Friday 15 January 2010

The Moral Economy - 1

I went to a really interesting and inspiring event this morning: a talk by Stewart Wallis of NEF about the "moral economy". The audience was a gathering of folk from the arts world and Stewart's theme was the current and coming global economic, ecological and social crisis and what part the arts might play in responding to and addressing it. Stewart's analysis of the failings of the current economic system seemed to me to be spot on:
  • Our consumption of finite natural resources and our damage to natural ecosystems is simply unsustainable
  • The distributions of income and wealth within and between economies have reached grotesque and historically unprecedented levels in the last few decades
  • The global economy is unstable - as the recent banking crisis has demonstrated all too painfully
  • "More is no longer better" - in the West, we are no longer being made happier or have higher levels of wellbeing as a consequence of having more material possessions. Instead we have record levels of depression and other mental illnesses.
In response to this situation, we need a revolution in social values - away from seeking only to maximise narrowly-defined financial profit or personal financial wealth or national GDP and towards a more holistically-defined concept of personal and social wellbeing. I would add that we need to (re?)discover the ability to think and decide from the standpoint of what will benefit us all, not just what will benefit ourselves or our immediate families. In other words, we need to make a transition to a "moral economy" in Stewart's terms.

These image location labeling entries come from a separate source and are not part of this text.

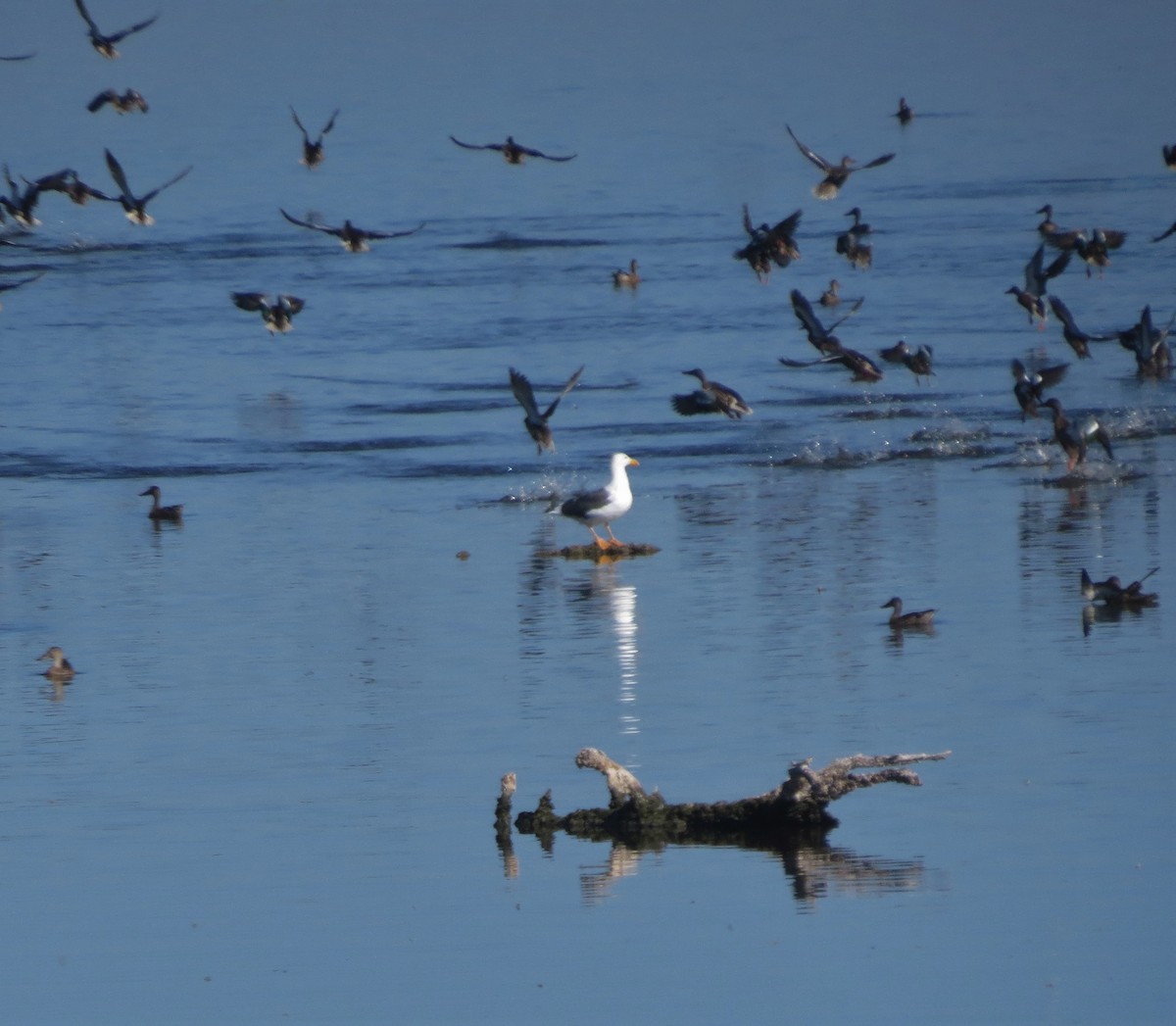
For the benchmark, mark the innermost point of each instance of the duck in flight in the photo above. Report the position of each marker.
(1038, 277)
(710, 397)
(1075, 338)
(1073, 444)
(769, 244)
(605, 505)
(21, 203)
(105, 44)
(353, 239)
(512, 152)
(277, 317)
(1029, 386)
(313, 153)
(68, 182)
(835, 174)
(135, 207)
(122, 103)
(536, 421)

The arts community is surely in a potentially powerful position to respond to and help address some of these challenges. Theatre, literature, film/TV and the visual arts in particular can be powerful media for radically new ideas and imaginings about how society could be organised to be developed and communicated, to large numbers of people at once and to some extent by-passing the often reactive and sometimes plain obstructive forces of government and the mainstream media.

So..perhaps we need not only creative works that show us how things are (pace Dickens, Zola, Steinbeck, An Inconvenient Truth, Enron, Guernica etc) but some imaginative and radical works that show us how things could be..in a constructive sense rather than the Hollywood disaster movie sense (or even The Age of Stupid).

We also need to engage whole communities in a multi-stranded debate about how society needs to change in very practical ways - and arts venues and facilities and their community programmes could be important resources to be used in that process.